The reason for this is the permeability of cellular and other tissue membrane barriers to these small molecules. Particularly permeable are the capillary endothelium and basement membrane; they really do not stand in the way of the smaller solutes. Wolf & Watson (1989), measuring the reflective coefficient values for small molecules such as sodium glucose and urea, found σ values no higher than 0.6, and mostly around 0.1. In short, when considering the osmotic pressure gradient across the capillary wall which separates the intravascular and interstitial fluid compartments, all of these small molecules are ineffective osmoles. The only molecules which cannot cross this barrier are large molecules, such as proteins. Thus, these big colloid molecules are the only molecules which can contribute to the osmotic pressure gradient between these two compartments.
Colloid osmotic pressure is the part of osmotic pressure which is contributed by the large molecules, the "colloid" molecules of protein, of which albumin is the dominant contributor. The term "oncotic", often used to refer to this concept, originated in a publication by Schade & Claussen (1924), which means it would have originally been onkotische Druck.
Just as osmotic pressure, this is a pressure which is generated by the number of solute particles dissolved in the body water. As you might imagine, for proteins this is not a very large number. Given that human albumin has a molecular weight of around 66 kDa, one mole of albumin weighs 66kg, and therefore the whole body of a 70kg person only has about 3 mmol of albumin in their entire blood volume. Thus, when you measure the entire plasma oncotic pressure, it is only about 25-30 mmHg, or about 0.5% of the total osmotic pressure.

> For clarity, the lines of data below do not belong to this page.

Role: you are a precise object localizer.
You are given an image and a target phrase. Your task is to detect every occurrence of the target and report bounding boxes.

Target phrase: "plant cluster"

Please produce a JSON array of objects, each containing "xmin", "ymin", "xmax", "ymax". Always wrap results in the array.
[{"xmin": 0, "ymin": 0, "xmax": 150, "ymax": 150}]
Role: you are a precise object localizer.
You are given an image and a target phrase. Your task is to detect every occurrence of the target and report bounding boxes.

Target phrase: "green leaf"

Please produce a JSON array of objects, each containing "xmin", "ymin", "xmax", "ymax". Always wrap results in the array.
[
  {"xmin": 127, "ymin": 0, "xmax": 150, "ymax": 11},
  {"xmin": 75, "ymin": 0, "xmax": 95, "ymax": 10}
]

So. At normal protein levels, the protein molar (molal?) concentration in the bloodstream is something like 0.9-1.0 mmol/kg, of which 0.6 mmol/kg is albumin. Under normal conditions, plugging the variables into the standard equation, this 1mmol/L would be expected to generate an oncotic pressure of 17.4-9.3 mmHg. However, when plasma proteins are added to water, the oncotic pressure is measured as 25-30 mmHg. This is because of the Gibbs-Donnan Effect (Nguyen et al, 2004). Because the anionic proteins in the blood attract sodium cations, the plasma sodium is about 0.4 mOsm/kg higher than the interstitial sodium. This contributes to the difference in osmotic pressure (0.4 × 19.3 = 7.72mmHg).
Because it is the most negatively charged plasma protein (thus contributing the most to the plasma Gibbs Donnan effect), and because it is the protein present in the highest concentration in the bloodstream, albumin contributes 75% to the oncotic pressure of the plasma. There are four albumin molecules for every globulin molecule. All of this works only while there is not much protein in the interstitial fluid. If there was lots of protein there (or conversely if protein were lost from the intravascular space) the oncotic pressure would drop, and fluid would migrate easily between the intravascular space and interstitial space, causing tissue oedema. It is said that oedema does not develop until plasma oncotic pressure has decreased below 11mmHg, which equates to an albumin level around 20g/L; however this is probably not entirely accurate, as the microvascular fluid exchange is also governed by hydrostatic pressure. All of this is discussed in greater detail in the cardiovascular system entries involving Starling's Principle.